Pantites fue el primero en aparecer. ¿Cómo se las arreglaba aquel hombre para ser siempre el primero? A él le siguieron los demás. Jantipo apareció arrastrando un niño en cada pierna mientras les pedía por favor que le dejasen tranquilo un rato, pero no lograba hacerse entender, o sencillamente no querían entenderle. Clearco llegó casi desnudo, el toque a reunión le acababa de despertar. Menón y sus cretenses, Onomácrito, Telamón y los vascones, aparecieron poco después, seguidos de Fidón, que llegaba sudando, y Pausanias que, ayudado por una muleta y una joven muchacha bárbara, hizo su aparición el último. Mientras, varios bárbaros se asomaban curiosos siguiendo también el sonido del aulós.
El general espartano se subió a una de las carretas con un ágil salto.
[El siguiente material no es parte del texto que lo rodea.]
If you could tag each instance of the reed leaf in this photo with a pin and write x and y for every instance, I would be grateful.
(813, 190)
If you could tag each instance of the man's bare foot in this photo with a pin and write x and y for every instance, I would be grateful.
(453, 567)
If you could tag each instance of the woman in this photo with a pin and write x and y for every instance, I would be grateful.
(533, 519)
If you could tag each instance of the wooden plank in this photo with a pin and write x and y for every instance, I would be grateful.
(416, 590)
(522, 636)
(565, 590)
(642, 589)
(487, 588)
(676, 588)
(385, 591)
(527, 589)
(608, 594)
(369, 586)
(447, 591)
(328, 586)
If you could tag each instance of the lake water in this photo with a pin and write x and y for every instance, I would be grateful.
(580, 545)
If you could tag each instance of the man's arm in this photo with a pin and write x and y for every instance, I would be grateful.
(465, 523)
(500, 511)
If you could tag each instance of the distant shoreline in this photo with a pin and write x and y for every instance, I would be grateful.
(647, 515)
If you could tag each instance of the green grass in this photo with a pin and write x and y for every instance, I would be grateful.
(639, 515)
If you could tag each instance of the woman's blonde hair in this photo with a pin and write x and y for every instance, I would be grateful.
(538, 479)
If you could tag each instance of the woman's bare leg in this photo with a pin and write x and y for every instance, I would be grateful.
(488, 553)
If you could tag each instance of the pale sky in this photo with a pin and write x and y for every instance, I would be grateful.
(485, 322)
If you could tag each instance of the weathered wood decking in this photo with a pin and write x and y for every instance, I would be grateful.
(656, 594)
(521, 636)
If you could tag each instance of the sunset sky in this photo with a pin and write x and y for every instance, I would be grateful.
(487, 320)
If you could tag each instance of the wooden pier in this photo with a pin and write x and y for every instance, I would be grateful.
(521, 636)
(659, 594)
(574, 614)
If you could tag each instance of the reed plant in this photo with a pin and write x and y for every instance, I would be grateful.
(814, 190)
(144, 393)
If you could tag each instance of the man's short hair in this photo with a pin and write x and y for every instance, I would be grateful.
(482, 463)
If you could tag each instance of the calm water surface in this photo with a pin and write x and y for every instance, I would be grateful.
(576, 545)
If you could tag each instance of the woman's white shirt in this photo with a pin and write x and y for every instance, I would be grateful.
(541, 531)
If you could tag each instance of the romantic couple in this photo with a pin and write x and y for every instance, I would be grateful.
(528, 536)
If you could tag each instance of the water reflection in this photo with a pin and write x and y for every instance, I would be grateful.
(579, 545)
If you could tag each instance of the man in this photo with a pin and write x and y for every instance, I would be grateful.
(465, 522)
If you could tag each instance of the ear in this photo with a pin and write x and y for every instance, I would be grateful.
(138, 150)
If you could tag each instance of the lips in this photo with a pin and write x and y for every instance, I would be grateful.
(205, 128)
Se sentía lleno de energía. Durante unos instantes observó a sus hombres. Estaba orgulloso de ellos.
—Espartanos, muchos han sido los peligros que hemos debido afrontar hasta llegar aquí y los habéis superado con honor, tesón y valentía; por eso los dioses nos han recompensado con la calidez de estas buenas gentes. Sed dignos de ello como sé que lo seréis. Esta noche habrá un gran banquete en vuestro honor al que os invita nuestro anfitrión, Ibiskar. Nuestra marcha deberá proseguir tarde o temprano, pero hoy descansad y disfrutad. Mañana habrá reunión y decidiremos cuándo partir. Telamón, Uhaitz y Clearco, por favor, acercaos; los demás podéis seguir con lo que sea que estuvieseis haciendo, especialmente tú, Jantipo. —Todos miraron al coloso y rieron. Reinaba el buen humor—. ¡Ah! Y una cosa más, mientras estemos aquí queda terminantemente prohibido llamarme Okela. —Ibiskar sonrió e intentó contener la carcajada—. Parece ser que aquí la palabra significa trozo de carne. —Los hombres rieron de nuevo—. Intentad, en la medida de lo posible, dirigiros a mí como Kórkota, ya que así es como nuestro anfitrión ha decidido nombrarme, a no ser que queráis que se rían de vuestro comandante.
Los espartanos se fueron dispersando mientras él se apartaba un poco para hablar con Telamón, Uhaitz y Clearco sin que Ibiskar le oyese.
—Clearco, ¿aún tienes la flauta que trajiste de Esparta?
—Sí, señor.
—Excelente. Telamón, ¿conoces bien los versos de la Odisea?
—Sí —respondió con fastidio.
—Y tú, Uhaitz: ¿crees que podrías traducir a medida que Telamón habla?
—Lo puedo intentar.
—Bien, Telamón: tu voz aún no está corrompida por la edad. Buscad un lugar apartado, quiero que repaséis los versos y que practiquéis juntos hasta la noche. Ibiskar conoce la Ilíada de memoria, pero no la Odisea y ni siquiera sabe de su existencia. Creo que ese es el mejor regalo que podemos hacerle, así que a ello. Esta noche, Odiseo conquistará estos muros y los corazones de estos íberos arderán como Troya.